A pig and a poke (The MLS “Menu”)



This week I actually got hungry reading the MLS and the LA Times real estate ads. Check out these bloopers so you can see what’s currently on the menu. I must warn you, you may want to hit the sauce and trim the fat:

I’m In the Mood For Food 

“This hame is well stocked.” (Thank you, Porky Pig.) 

“Hear is the glolden egg!” (…Which apparently comes scrambled.) 

“Counter w/ new pop and fresh” ( Fat little dough boy included.)

“This one has alla the gravy” (Said Carmella Soprano as she proudly served her baked ziti.)

“You’ll marble when you see this beauty” (Bummer. At least Lot’s wife got to be a condiment.)

“We hamdle REOs” (That’s one way to bring home the bacon.) 

Ham Fingers…So The Pork Lingers                                            

“Small pad w/ view of peer” (Why go home when you can sleep at the office?) 

“This is not a TIC” (…said Jeff Goldblum’s  hands.) 

“This pad in the Hollywood Hills is phat.” (So is your head, Biggie Smalls.) 
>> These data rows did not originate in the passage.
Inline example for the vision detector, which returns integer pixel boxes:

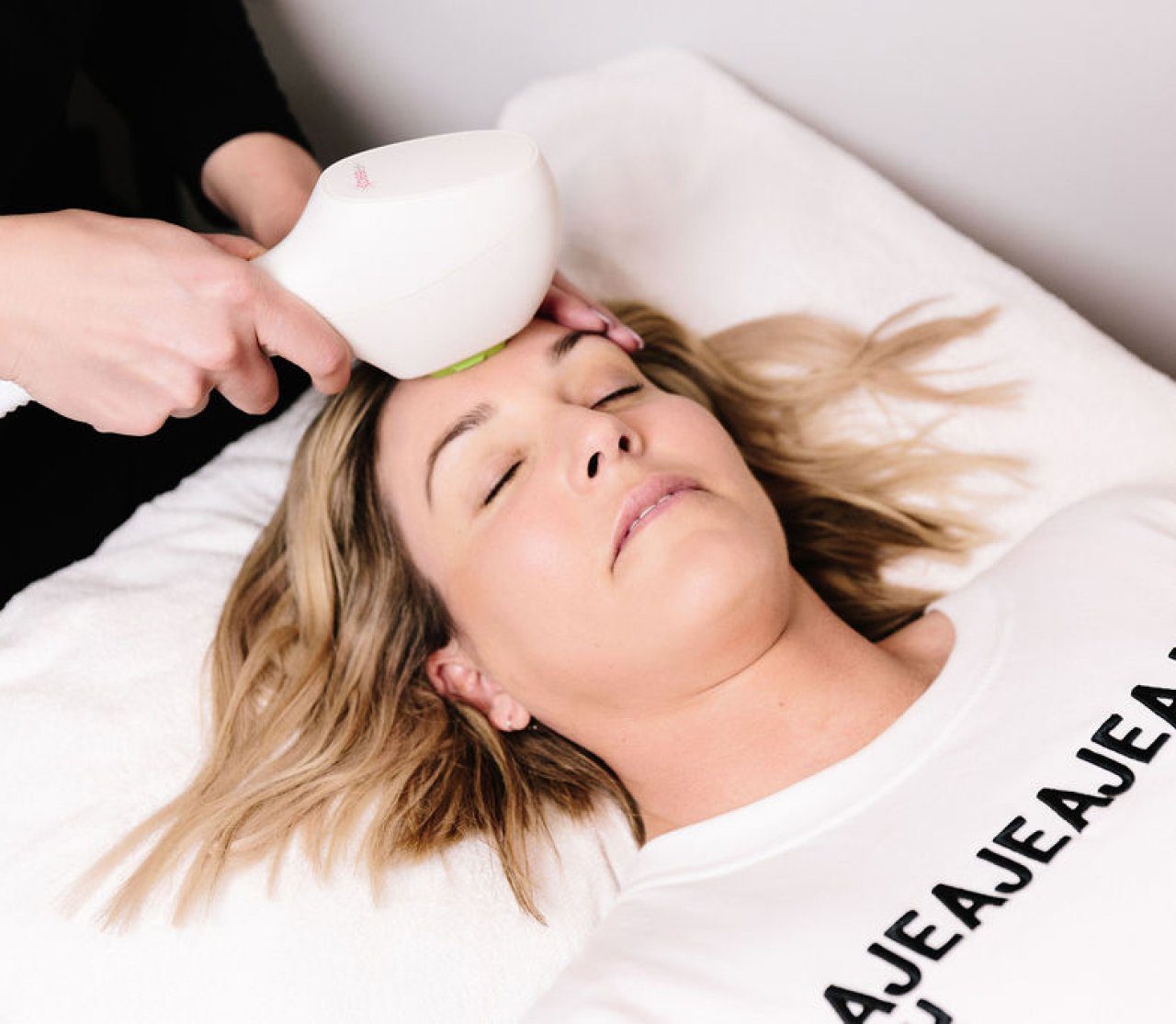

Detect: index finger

[254,270,353,395]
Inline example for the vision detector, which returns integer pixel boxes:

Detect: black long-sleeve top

[0,0,310,605]
[0,0,311,215]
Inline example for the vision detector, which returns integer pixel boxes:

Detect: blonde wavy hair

[75,294,1024,928]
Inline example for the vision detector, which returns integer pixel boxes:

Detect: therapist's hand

[538,270,646,355]
[0,210,350,435]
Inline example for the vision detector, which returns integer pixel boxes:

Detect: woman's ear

[424,643,530,733]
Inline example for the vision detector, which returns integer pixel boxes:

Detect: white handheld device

[254,129,561,377]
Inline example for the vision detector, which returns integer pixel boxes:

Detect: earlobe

[424,647,530,733]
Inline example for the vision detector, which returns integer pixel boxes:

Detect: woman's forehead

[379,319,568,491]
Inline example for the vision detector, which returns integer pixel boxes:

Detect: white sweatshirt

[526,483,1176,1024]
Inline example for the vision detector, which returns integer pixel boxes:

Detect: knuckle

[200,331,241,374]
[218,257,259,308]
[175,375,209,409]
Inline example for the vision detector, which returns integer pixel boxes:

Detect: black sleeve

[83,0,312,223]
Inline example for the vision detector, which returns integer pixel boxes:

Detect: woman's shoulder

[1011,474,1176,564]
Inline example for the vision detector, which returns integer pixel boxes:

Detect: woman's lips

[613,474,701,564]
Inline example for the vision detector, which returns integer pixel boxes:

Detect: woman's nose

“Cabinets w/ polished mental inserts” (Listing w/ punch drunk mental idiot.)

“This is a Short Shale” (Say that five times really fast.) 

Is It Happy hour Yet? 

“Just done finished floored” (Bottle done, finished agent on floor.) 

“Cork floors in bar aria” (Methinks the cork was popped several drinks ago.) 

“Stunning hammerred doors” (Offered by stumbling hammered dufus.) 

“This condonimiun has all the trimmins” (Sauced agent has the tremorrrrs.) 


“Bask in the warm sin by the pool” (Yay – party at Charlie Sheen’s  pad!)